I had one last dream that night, before daybreak. I sat in my mom's living room with all the lights on, including an over-sized chandelier that I'd never seen before, and suddenly my small apartment had become a large ballroom. The chandelier towered above my head. I blinked to see Joyce in front of me, dressed in the same clothes she had when I met her not too long ago, and offered her hand so we could dance, even though I had two left feet. James stood in a corner holding something. I couldn't see what it was but it must've be an instrument because where else was the music coming from?
I watched myself trip over something invisible, seamlessly changed to seeing the dance from third-person, watching myself stumbling to the music. I spied another person in a corner. It was Keke.
So that's where...
He played his violin like a professional. He'd taken lessons for nearly five years after all. He wore very familiar clothes, almost too familiar. The fabric looked a little ragged. In fact, now that I'd noticed the state of his clothes, other details began sticking out; the stiff and unreasonable swinging of his head with every stroke of the bow, the tears along the seams of his shirt as if hands had clawed cruelly at them. But, most unnerving of all, I saw the stains.

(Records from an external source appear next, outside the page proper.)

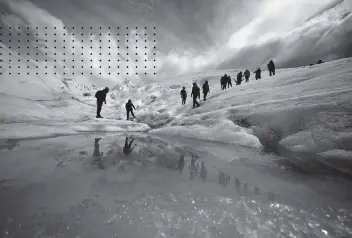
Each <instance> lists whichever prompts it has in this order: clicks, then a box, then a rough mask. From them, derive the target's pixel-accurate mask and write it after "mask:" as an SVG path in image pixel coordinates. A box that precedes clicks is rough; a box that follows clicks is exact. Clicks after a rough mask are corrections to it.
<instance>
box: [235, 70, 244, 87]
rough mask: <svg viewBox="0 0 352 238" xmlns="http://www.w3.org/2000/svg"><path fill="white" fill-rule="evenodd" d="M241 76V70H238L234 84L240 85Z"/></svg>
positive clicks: (240, 81)
mask: <svg viewBox="0 0 352 238" xmlns="http://www.w3.org/2000/svg"><path fill="white" fill-rule="evenodd" d="M242 78H243V75H242V71H241V72H239V73H238V74H237V81H236V85H241V83H242Z"/></svg>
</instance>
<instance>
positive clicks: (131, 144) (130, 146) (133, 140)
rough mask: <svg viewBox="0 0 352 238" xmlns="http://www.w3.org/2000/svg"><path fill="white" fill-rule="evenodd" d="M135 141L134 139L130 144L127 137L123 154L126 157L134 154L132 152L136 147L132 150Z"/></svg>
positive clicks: (123, 151)
mask: <svg viewBox="0 0 352 238" xmlns="http://www.w3.org/2000/svg"><path fill="white" fill-rule="evenodd" d="M133 141H134V138H132V140H131V141H130V143H128V136H127V137H126V140H125V146H124V147H123V153H124V154H125V155H129V154H130V153H131V152H132V150H133V148H134V147H132V148H131V146H132V143H133Z"/></svg>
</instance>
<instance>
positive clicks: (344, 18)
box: [0, 0, 352, 76]
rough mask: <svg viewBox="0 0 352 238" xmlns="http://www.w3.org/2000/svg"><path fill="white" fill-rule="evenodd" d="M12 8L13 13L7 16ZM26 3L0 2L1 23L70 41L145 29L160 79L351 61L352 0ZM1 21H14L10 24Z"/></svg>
mask: <svg viewBox="0 0 352 238" xmlns="http://www.w3.org/2000/svg"><path fill="white" fill-rule="evenodd" d="M11 2H12V5H13V6H15V7H13V8H12V9H11V10H8V9H7V8H6V6H8V5H11ZM15 2H16V4H14V3H15ZM19 2H20V3H19ZM31 2H32V3H33V4H35V5H34V6H32V5H26V4H27V1H25V0H12V1H10V0H0V3H6V4H5V5H4V7H1V10H2V12H3V13H4V12H5V14H3V16H4V15H6V14H8V13H10V14H12V15H14V16H16V17H17V18H19V19H23V21H24V22H30V23H31V24H32V25H33V24H39V25H42V26H44V25H45V24H47V25H52V26H54V25H55V26H60V27H62V26H66V27H67V28H70V27H71V26H74V27H75V30H72V29H69V30H68V33H73V32H74V33H76V34H77V33H79V31H82V32H83V31H84V32H85V33H92V32H93V33H94V34H98V33H103V34H104V33H105V34H107V33H108V32H110V31H111V32H113V30H110V31H108V30H107V27H108V26H109V27H112V28H114V27H118V26H119V27H121V28H124V27H125V26H131V27H135V26H138V27H148V30H147V32H148V33H149V34H150V33H153V32H154V33H157V36H156V39H157V42H156V45H157V51H158V54H157V66H158V72H159V73H161V75H165V76H167V75H170V74H175V73H177V74H179V73H187V72H191V71H198V70H203V69H205V68H207V69H209V68H215V67H221V68H234V67H258V66H260V65H263V64H264V65H265V64H266V62H267V60H269V59H272V58H274V59H275V60H276V61H277V64H278V66H298V65H302V64H308V63H311V62H313V63H314V62H316V60H317V59H325V60H328V59H335V58H339V57H344V56H350V55H351V53H350V52H351V46H350V43H349V41H348V39H349V38H348V37H350V36H351V27H350V26H351V25H352V24H351V18H350V15H349V12H350V11H351V10H352V7H351V1H350V0H345V1H342V0H310V1H305V0H285V1H282V0H232V1H231V0H216V1H215V0H192V1H189V0H135V1H133V0H119V1H116V0H100V1H96V0H74V1H73V0H60V1H56V0H55V1H54V0H32V1H31ZM21 6H23V7H21ZM26 6H30V7H26ZM26 9H28V10H26ZM6 12H7V13H6ZM288 13H289V14H288ZM2 20H3V22H6V24H17V23H16V22H17V21H18V20H15V19H14V17H10V16H7V17H5V18H3V19H2ZM33 26H34V25H33ZM80 27H83V28H84V29H80ZM90 27H93V28H94V29H95V30H90V29H89V28H90ZM99 27H102V28H103V29H102V30H100V29H99ZM153 27H156V30H155V31H154V29H153ZM120 32H123V33H126V32H128V31H126V30H123V31H122V30H120ZM113 33H114V32H113ZM115 33H116V31H115ZM105 38H106V37H105ZM106 39H110V38H106ZM94 40H98V39H94ZM111 40H112V41H113V40H116V39H114V38H113V37H111ZM149 40H150V39H149ZM148 44H149V45H151V42H148ZM159 75H160V74H159Z"/></svg>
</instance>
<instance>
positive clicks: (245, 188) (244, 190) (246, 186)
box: [243, 183, 248, 191]
mask: <svg viewBox="0 0 352 238" xmlns="http://www.w3.org/2000/svg"><path fill="white" fill-rule="evenodd" d="M243 189H244V191H248V185H247V184H246V183H245V184H244V185H243Z"/></svg>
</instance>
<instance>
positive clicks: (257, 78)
mask: <svg viewBox="0 0 352 238" xmlns="http://www.w3.org/2000/svg"><path fill="white" fill-rule="evenodd" d="M253 73H255V80H258V79H261V78H262V76H261V73H262V70H261V69H260V68H258V69H257V70H256V71H254V72H253Z"/></svg>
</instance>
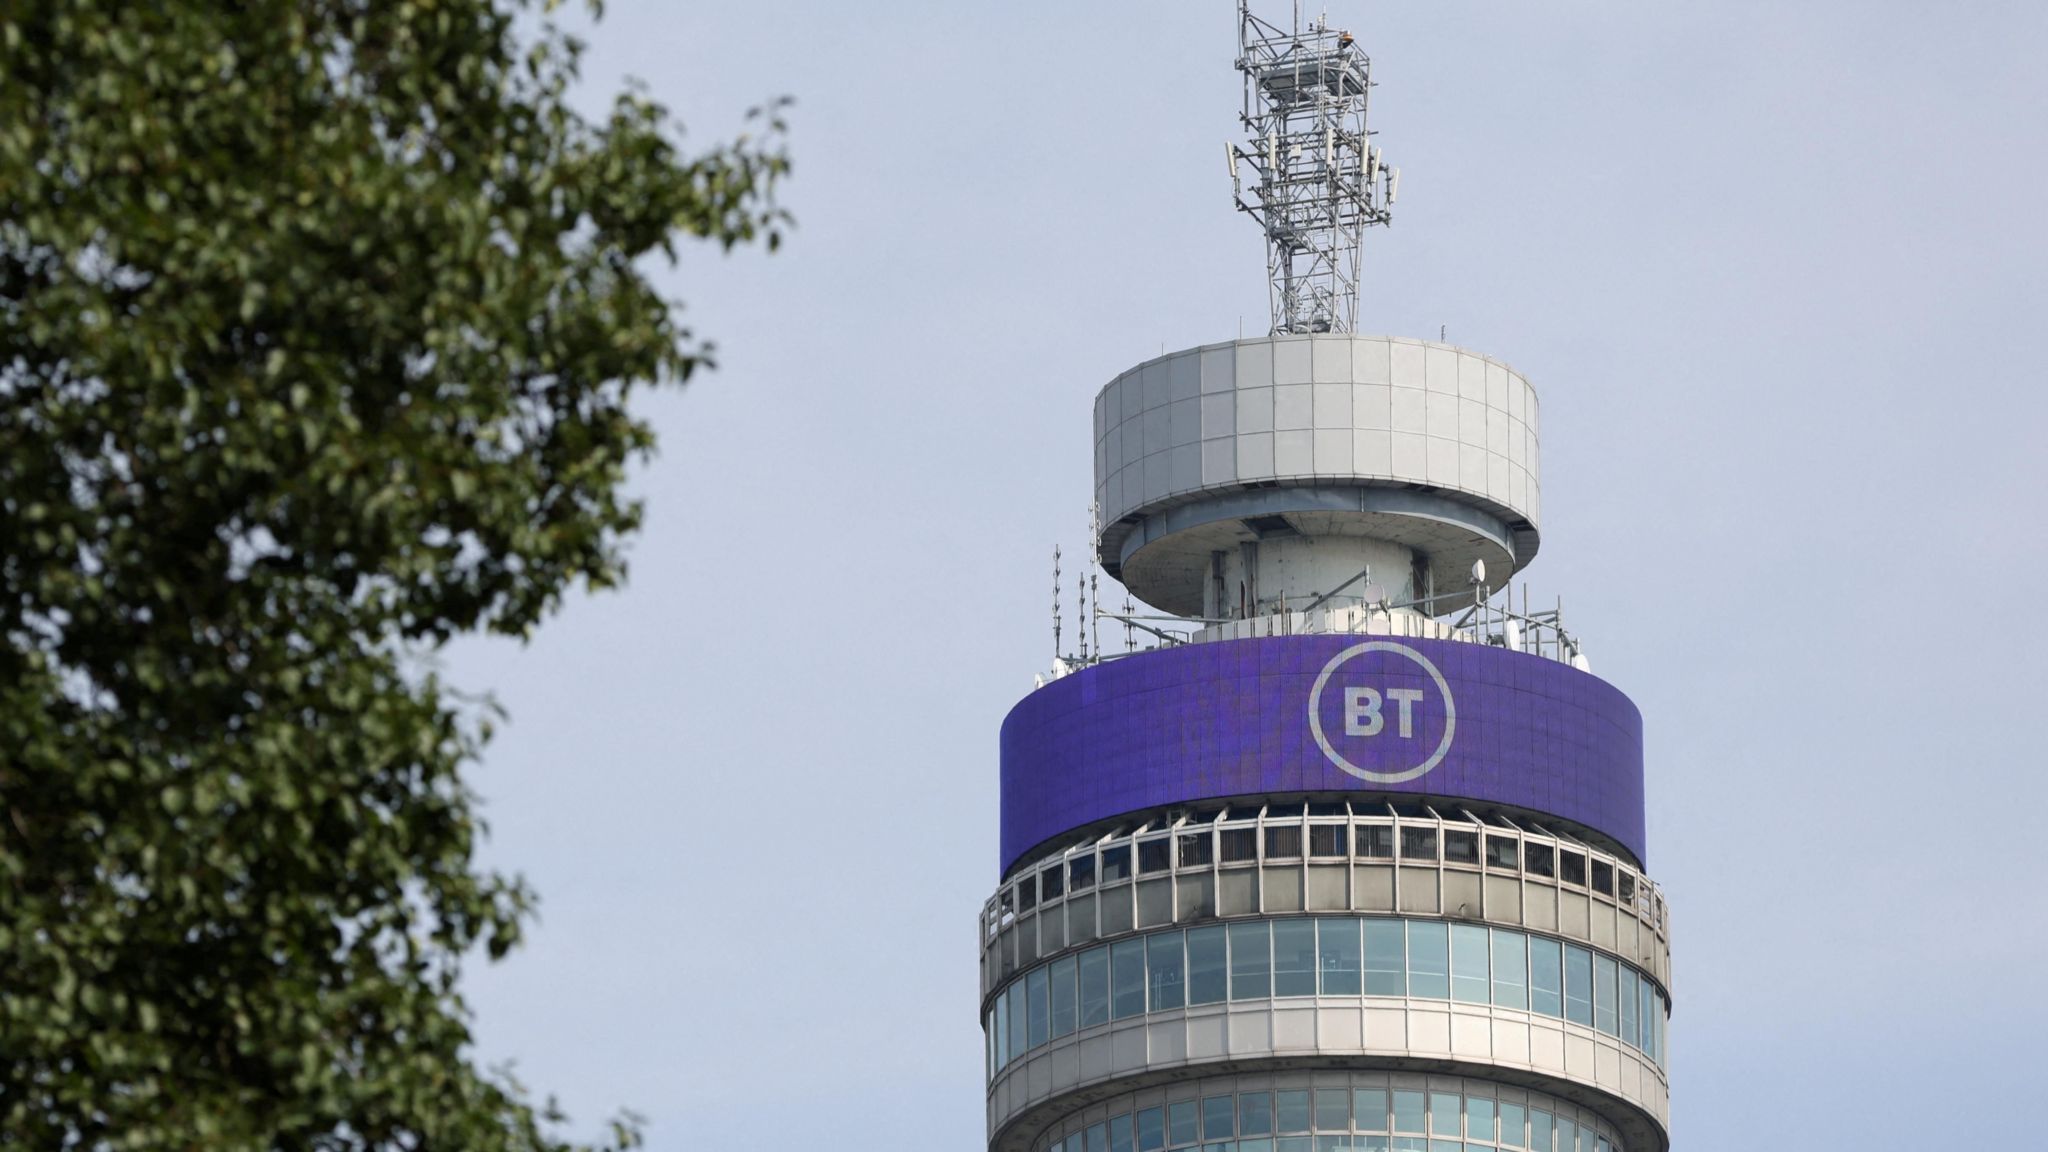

I knew what they were, where they'd come from, and what had happened after Keke had gotten them. The bullet wound glared at me from his forehead.
Too much. Stop. So I closed my eyes and the ballroom winked out.
My dream drowned in black.
It hadn't been the clothes. I knew. Or the stains. It hadn't even been the open wound. No, what it had been was much, much worse.
Suddenly his face appeared in front of me, dead dead dead, and I heard a faint screaming in my head somewhere.
He had worn the same crooked smile the day I killed him.